Volume is not the only dimension of this deluge of data. The rate of flow of incoming data gives us pause too. Think of the stock markets, imagine having to make decisions based on data, which within a few minutes (or even a few seconds), will become obsolete. Analytics is not a goal in itself. It is merely an aid to decision-making. Given the speed at which new data is collected, and the speed at which old data fades into obsolescence, we must be prepared to deal with incomplete, fast-flowing data.
Think of it as a stream from which you scoop a handful of water to determine the level of bacteria in the water. You only have limited information from a single sample, but, if you sample from multiple points upstream and downstream, you’ll finally get a fairly correct answer to your question.
Agile Analytics conjures up images of iterations, collaborating with customers, and fast feedback, when working on DW/BI projects. Indeed, this is what Ken Collier talks about in his book Agile Analytics. However, I wish to tackle a different angle. Hal Varian, Chief Economist at Google says believes that the dream job of this decade, is that of a statistician. Everyone has data. It’s harder to get opinions about the data. It’s harder to, as he says, “tell a story about this data”.
We’re at a moment in the software industry where lots of things have begun to intersect with our field of interest. Statistics is one of them. Assume you are a software engineer, and have more than a peripheral interest in this field. What do you do?

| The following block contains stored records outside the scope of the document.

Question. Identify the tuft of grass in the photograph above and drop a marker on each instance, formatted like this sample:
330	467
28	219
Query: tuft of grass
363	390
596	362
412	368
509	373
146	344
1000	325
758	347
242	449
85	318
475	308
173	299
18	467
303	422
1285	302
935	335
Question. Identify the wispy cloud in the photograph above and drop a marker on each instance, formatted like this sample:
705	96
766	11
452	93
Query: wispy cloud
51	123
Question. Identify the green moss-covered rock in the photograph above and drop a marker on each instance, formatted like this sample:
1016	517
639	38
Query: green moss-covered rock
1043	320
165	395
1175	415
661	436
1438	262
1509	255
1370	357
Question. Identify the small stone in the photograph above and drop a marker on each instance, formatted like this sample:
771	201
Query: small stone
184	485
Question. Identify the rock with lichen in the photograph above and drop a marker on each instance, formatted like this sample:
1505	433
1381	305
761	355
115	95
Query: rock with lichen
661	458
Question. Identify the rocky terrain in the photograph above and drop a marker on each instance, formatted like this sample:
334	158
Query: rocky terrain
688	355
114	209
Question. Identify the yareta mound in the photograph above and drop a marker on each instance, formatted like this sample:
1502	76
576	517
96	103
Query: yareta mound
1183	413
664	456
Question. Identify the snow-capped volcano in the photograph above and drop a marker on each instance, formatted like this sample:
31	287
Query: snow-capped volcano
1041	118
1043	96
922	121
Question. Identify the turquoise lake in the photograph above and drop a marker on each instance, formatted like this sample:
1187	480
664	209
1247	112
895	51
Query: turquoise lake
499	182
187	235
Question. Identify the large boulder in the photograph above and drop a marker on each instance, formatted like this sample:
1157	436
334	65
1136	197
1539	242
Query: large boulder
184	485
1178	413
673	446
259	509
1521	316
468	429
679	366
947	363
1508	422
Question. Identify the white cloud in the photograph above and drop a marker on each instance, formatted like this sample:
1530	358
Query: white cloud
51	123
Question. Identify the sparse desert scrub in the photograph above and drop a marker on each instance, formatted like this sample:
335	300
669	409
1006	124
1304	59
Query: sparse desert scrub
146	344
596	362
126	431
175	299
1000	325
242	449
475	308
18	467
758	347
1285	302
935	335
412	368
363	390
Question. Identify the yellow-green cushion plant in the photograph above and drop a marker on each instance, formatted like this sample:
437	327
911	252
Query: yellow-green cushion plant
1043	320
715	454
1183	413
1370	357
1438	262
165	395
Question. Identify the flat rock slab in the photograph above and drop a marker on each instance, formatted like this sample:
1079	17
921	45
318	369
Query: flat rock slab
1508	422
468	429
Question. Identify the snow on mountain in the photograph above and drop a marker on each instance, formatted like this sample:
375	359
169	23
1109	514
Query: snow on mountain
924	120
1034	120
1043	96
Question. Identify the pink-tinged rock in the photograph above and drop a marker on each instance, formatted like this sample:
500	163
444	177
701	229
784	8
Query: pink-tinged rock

Learn classical statistics. Learn Bayesian statistics. You probably hated those textbooks, so don’t use them; there are tons of more useful educational resources on the Web. Get into machine learning. Understand that machine learning is not some super-exotic field of study. I’ll risk a limb and say that Machine Learning is just More Statistics under a trendy name.
Get a acquainted with a few languages and libraries. R, NumPy, Julia. In fact, I’m super-excited by Julia because of it offers native building blocks for distributed computation. Read a few papers on real-world distributed systems.
I do not talk about this because you’ll be building a distributed analytics engine from scratch (though you could). You will, through study of the subjects above, gain a much deeper understanding of why you should be analysing something, and also how such systems are built, You’re all, regardless of your previous background, engineers.
You will also encounter a lot of literature concerning visualisation while doing this. Visualisation is one of those things we don’t really pay much attention too, until we really need it. Bars, graphs, colours: anything in lieu of numbers, that can give us some visual indication of what’s going on. Health check pages, for example, are a useful way of integrating diagnostic information of a system.